The VC expectation gap between an average seed round and average Series A can make the latter process frustrating or foreign for founders. Ideally, a company raising a Series A has begun to deliver concrete evidence of product-market fit to compliment and confirm the founder vision from the seed raise. The value of demonstrable traction specific to your product between seed and A rounds is immense.
To the extent that’s a phenomenon you’ve seen several times, how do you view your role as the Seed round investor to prepare your entrepreneurs and portfolio companies for what is going to be required at the A round level.
One of the most important things psychologically is, not just messaging it publicly, but also just getting a figure in your mind that you “need” to raise when it’s not the right number.
Just like anything, once it’s there it’s very difficult for them to say “we didn’t hit the ideal number, we failed.” It’s vitally important to have the prep that isn’t, let’s talk about Slide 5, but rather, let’s have a discussion of what you actually need and not rule anything out so that we can sort out what’s best for the progress of your company.
What trends are you watching closely at the moment?
Over the course of this year my colleague David and I have spent time on a deep dive around voice technology.
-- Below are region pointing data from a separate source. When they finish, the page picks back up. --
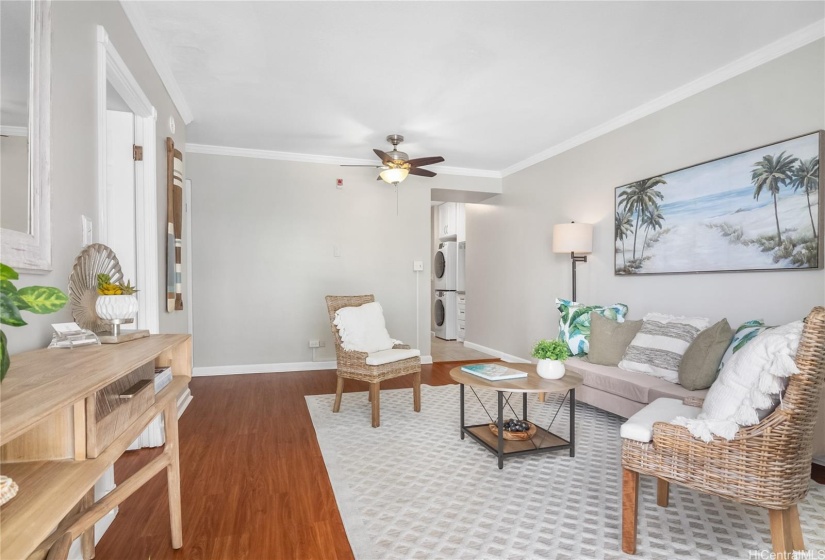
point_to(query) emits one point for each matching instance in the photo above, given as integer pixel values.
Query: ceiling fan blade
(421, 172)
(418, 162)
(385, 158)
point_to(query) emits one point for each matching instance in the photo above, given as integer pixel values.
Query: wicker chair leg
(339, 390)
(781, 537)
(797, 540)
(662, 492)
(417, 391)
(375, 393)
(630, 502)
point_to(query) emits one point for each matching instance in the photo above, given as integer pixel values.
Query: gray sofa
(624, 393)
(621, 392)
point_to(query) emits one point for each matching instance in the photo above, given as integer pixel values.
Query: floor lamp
(573, 238)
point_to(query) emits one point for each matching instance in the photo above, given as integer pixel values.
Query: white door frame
(112, 69)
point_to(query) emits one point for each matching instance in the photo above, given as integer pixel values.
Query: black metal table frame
(499, 451)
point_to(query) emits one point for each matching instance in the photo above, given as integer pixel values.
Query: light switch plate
(87, 230)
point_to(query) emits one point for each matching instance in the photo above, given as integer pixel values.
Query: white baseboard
(497, 353)
(267, 368)
(261, 368)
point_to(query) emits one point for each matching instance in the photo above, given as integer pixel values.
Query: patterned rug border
(366, 544)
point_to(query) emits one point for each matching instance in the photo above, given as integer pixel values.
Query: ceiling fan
(396, 165)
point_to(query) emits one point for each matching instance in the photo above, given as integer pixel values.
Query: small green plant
(551, 350)
(34, 299)
(106, 287)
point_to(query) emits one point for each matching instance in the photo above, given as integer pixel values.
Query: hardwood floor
(253, 482)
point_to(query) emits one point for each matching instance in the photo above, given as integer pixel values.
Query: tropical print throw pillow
(745, 333)
(574, 323)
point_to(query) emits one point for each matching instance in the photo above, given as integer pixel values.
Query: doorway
(127, 194)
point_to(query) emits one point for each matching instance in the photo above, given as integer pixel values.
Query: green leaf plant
(551, 350)
(40, 300)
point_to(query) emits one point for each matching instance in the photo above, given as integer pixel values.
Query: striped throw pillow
(658, 347)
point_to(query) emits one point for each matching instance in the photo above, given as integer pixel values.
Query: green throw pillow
(609, 339)
(745, 333)
(700, 362)
(574, 323)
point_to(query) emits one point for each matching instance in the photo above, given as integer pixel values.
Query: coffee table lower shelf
(542, 440)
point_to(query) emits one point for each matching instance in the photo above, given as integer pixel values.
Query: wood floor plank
(253, 481)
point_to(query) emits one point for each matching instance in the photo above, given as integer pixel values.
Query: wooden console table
(65, 417)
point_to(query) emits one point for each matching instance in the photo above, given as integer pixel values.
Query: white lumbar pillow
(748, 386)
(658, 347)
(363, 328)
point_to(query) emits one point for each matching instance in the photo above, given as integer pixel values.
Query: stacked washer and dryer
(448, 266)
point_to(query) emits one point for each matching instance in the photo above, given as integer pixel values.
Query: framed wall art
(755, 210)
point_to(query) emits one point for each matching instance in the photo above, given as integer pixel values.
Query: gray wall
(264, 233)
(512, 275)
(74, 151)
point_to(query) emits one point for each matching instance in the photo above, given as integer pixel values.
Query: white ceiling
(488, 85)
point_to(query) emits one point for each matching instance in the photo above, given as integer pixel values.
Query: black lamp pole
(575, 259)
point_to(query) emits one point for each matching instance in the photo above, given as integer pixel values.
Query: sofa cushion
(630, 385)
(658, 347)
(749, 386)
(669, 390)
(574, 322)
(639, 427)
(609, 339)
(700, 364)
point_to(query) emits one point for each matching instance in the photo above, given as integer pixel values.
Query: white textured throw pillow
(747, 387)
(659, 345)
(363, 328)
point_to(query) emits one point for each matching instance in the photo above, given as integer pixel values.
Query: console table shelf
(48, 384)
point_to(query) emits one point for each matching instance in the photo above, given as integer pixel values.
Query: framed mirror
(25, 79)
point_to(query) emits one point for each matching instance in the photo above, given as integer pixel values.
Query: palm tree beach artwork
(756, 210)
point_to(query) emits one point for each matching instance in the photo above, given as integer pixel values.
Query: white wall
(263, 258)
(512, 275)
(74, 149)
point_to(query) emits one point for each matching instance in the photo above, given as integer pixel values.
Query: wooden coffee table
(543, 440)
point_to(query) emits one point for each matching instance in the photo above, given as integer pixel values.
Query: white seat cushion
(392, 355)
(639, 427)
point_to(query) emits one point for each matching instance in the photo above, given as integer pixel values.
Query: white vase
(550, 369)
(112, 308)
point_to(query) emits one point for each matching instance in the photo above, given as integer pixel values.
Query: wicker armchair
(353, 365)
(766, 465)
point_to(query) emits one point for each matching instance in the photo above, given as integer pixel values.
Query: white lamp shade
(573, 238)
(394, 175)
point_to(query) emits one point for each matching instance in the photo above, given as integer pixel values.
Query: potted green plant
(116, 301)
(34, 299)
(551, 355)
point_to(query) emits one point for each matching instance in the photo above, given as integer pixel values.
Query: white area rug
(413, 489)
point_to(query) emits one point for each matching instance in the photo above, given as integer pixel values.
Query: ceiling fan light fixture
(394, 175)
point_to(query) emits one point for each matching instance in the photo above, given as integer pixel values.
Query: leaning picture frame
(756, 210)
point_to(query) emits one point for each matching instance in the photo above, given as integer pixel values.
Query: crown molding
(774, 50)
(157, 57)
(312, 158)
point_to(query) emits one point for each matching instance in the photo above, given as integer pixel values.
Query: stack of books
(493, 372)
(163, 377)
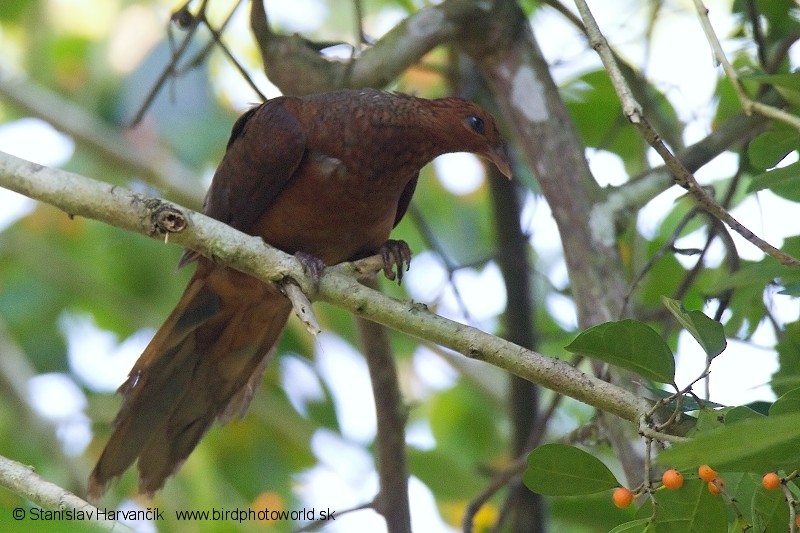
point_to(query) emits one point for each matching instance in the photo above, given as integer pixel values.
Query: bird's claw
(312, 265)
(395, 253)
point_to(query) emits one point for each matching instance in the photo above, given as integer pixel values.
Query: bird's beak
(498, 155)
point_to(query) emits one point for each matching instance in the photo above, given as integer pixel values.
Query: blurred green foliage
(53, 266)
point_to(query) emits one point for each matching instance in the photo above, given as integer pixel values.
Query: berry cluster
(673, 480)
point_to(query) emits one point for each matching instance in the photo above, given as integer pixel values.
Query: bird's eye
(476, 123)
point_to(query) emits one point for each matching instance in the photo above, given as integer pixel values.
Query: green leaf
(771, 444)
(791, 289)
(709, 333)
(766, 150)
(637, 526)
(787, 377)
(741, 412)
(692, 509)
(562, 470)
(788, 85)
(628, 344)
(782, 181)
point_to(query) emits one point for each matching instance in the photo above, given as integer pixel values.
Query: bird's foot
(395, 253)
(312, 265)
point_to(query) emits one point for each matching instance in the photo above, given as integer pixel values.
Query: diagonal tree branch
(24, 481)
(81, 196)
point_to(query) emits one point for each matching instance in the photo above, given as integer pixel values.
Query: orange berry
(716, 486)
(622, 497)
(672, 479)
(771, 481)
(707, 473)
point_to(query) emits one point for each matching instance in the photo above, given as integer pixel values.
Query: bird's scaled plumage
(326, 176)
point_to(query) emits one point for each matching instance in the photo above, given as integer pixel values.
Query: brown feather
(328, 175)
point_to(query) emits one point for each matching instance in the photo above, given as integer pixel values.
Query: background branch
(24, 481)
(81, 196)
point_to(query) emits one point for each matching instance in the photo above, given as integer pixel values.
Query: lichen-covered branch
(81, 196)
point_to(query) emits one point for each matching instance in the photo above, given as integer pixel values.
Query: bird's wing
(405, 199)
(264, 152)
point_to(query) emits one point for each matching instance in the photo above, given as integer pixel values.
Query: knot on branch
(166, 218)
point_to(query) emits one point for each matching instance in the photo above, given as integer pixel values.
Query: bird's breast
(333, 210)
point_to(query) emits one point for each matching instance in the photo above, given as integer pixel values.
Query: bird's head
(476, 132)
That led to a deeper push into true machine learning and artificial intelligence focused on true applications of large, proprietary, previously untapped data sets supervising machine ability working a bit into unsupervised neural networks.
OK, liberal arts grad to liberal arts grad, humanities major to humanities major: if you knew in college that you’d end up working in tech, would you still have been an English – Creative Writing major? Or would there have been a better use of your time?
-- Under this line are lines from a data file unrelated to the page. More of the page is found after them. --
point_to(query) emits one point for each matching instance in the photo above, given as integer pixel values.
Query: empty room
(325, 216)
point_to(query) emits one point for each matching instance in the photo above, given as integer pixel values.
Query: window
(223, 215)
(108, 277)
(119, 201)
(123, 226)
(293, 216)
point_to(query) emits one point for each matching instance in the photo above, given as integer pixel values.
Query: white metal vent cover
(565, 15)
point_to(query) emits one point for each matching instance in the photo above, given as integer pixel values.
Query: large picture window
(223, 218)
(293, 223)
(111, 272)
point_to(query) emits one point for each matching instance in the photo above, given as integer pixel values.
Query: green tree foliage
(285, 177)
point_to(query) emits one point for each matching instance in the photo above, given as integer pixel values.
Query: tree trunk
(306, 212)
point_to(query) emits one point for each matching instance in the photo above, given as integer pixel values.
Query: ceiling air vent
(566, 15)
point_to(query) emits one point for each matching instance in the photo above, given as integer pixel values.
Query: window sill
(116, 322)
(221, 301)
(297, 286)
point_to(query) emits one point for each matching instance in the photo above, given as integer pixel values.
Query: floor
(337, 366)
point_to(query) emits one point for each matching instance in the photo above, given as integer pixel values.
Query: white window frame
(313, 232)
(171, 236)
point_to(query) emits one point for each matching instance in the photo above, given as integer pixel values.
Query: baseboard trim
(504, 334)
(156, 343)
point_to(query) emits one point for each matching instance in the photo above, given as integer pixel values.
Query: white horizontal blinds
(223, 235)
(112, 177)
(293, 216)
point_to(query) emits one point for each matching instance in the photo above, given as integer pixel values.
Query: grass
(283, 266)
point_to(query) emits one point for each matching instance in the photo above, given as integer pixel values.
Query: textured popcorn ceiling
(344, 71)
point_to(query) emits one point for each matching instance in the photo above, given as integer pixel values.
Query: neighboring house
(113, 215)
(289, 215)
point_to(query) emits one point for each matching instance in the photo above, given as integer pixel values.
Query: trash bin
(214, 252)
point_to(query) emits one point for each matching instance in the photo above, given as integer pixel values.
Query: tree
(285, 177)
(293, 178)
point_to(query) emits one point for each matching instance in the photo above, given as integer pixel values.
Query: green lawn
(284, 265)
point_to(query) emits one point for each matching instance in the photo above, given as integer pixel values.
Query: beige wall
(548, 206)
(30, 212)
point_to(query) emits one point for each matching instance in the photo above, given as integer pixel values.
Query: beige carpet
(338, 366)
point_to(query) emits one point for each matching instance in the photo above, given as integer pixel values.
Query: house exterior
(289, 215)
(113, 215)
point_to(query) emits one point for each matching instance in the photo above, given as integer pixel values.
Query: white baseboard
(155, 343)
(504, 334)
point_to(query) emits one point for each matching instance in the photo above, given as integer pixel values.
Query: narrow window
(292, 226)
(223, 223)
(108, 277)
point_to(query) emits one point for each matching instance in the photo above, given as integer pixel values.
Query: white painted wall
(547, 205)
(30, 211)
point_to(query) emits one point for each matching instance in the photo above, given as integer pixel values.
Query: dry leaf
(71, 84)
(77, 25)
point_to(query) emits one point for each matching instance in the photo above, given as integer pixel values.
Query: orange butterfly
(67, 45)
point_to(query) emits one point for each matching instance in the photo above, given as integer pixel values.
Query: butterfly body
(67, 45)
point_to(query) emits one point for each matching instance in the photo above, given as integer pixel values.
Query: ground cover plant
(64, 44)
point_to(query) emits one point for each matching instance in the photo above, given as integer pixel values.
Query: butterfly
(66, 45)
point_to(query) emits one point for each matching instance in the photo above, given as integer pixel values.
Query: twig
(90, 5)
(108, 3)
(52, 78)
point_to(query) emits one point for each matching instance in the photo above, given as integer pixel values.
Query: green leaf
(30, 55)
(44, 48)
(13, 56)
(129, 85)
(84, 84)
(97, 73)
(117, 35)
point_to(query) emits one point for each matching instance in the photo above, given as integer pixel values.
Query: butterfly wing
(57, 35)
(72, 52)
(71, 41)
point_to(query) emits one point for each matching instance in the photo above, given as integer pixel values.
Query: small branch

I’ve thought about this a lot. I would say, I look back on it and I can say with certainty I would have gone to Wesleyan. I really enjoyed it.
Now, would I have done comp sci or try to put something in there that’s a harder skill that’s, maybe not quite vocational, but at least starts to educate me more toward a career in tech in New York? Probably. But I can also say confidently that I would not have gone and tried to get the comp sci major, even if I knew this was a path I was going to pursue.
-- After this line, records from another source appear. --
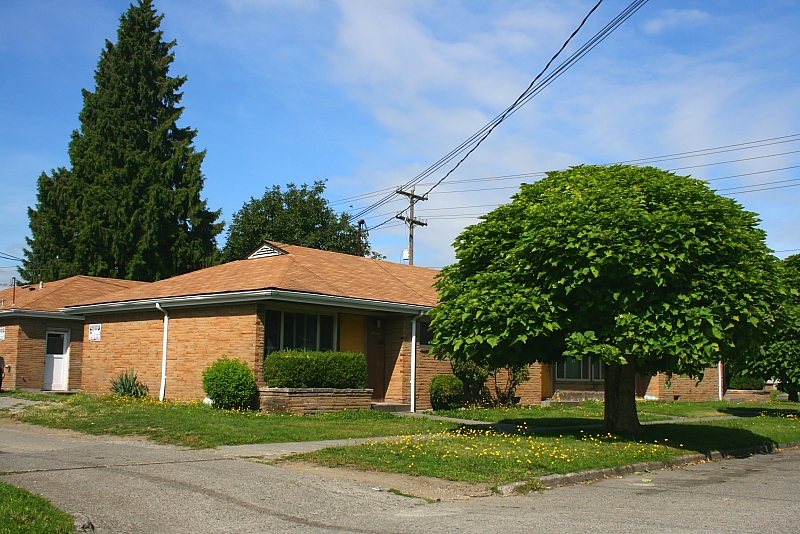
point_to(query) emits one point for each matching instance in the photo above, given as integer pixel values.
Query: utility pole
(410, 220)
(361, 223)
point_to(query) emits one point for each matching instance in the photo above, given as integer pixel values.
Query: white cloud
(671, 18)
(627, 99)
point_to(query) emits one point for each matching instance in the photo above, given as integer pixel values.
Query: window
(424, 333)
(300, 331)
(272, 331)
(580, 370)
(55, 343)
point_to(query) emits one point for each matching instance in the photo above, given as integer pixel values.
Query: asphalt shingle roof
(300, 269)
(62, 293)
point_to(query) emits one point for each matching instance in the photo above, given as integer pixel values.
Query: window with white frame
(586, 370)
(298, 331)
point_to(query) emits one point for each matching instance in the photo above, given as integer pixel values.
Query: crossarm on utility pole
(410, 220)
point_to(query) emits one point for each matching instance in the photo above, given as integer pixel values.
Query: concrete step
(391, 407)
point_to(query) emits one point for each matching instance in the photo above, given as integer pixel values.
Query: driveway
(128, 485)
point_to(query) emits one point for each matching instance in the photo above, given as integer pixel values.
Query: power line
(703, 165)
(516, 187)
(471, 143)
(653, 159)
(753, 188)
(757, 185)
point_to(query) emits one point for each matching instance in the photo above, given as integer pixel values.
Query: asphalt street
(129, 485)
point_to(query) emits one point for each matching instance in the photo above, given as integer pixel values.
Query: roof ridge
(324, 279)
(37, 297)
(396, 278)
(286, 272)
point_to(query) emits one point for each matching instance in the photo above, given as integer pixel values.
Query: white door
(56, 361)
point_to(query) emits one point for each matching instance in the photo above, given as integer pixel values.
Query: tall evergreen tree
(296, 216)
(130, 206)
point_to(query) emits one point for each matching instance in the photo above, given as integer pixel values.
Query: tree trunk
(620, 404)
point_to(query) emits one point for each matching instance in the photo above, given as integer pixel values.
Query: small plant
(315, 369)
(230, 384)
(447, 392)
(127, 385)
(506, 394)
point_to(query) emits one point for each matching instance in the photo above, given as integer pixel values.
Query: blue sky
(366, 94)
For one thing, the choices I made have served me alright thus far, so that is an input. Two, the enjoyment I took in my major combined with what I believe is a true skill, writing, is something I greatly value. Three, the benefit of liberal arts translates most directly to the portfolio model. Without that breadth, I’d be worried that it would get boring. Every day is so different. It’s very stimulating intellectually, and I’m very grateful for that.
And as an authority on writing, give us your greatest hits – what books should everyone read?
My favorite non-fiction book is Darkness Visible by William Styron and fiction I’ll say Midnight’s Children by Salman Rushdie and The Savage Detectives by Roberto Bolaño.
What are the most over- or under-hyped parts of the tech ecosystem?
I think the hype cycle gets most out of control when newer technologies are slapped on a startup’s pitch or product vision when the two don’t make sense together. That’s often obvious and I’d say its less productive and less authentic to grasp at trends for the sake of hype than it is to pitch your own vision, regardless of where it falls in the hype scale.
And under-hyped? I guess I have to keep those on the dl so not to feed the hype machine!
Who is a venture investor you admire and why?
Esther Dyson, I’ve always admired her from afar, I’ve never met her. She seems to really pour herself – as an investor, entrepreneur, writer, activist – into her evolving passions and to really, purely enjoy and get excited about what she’s spending her time doing. I hope I can meet her someday!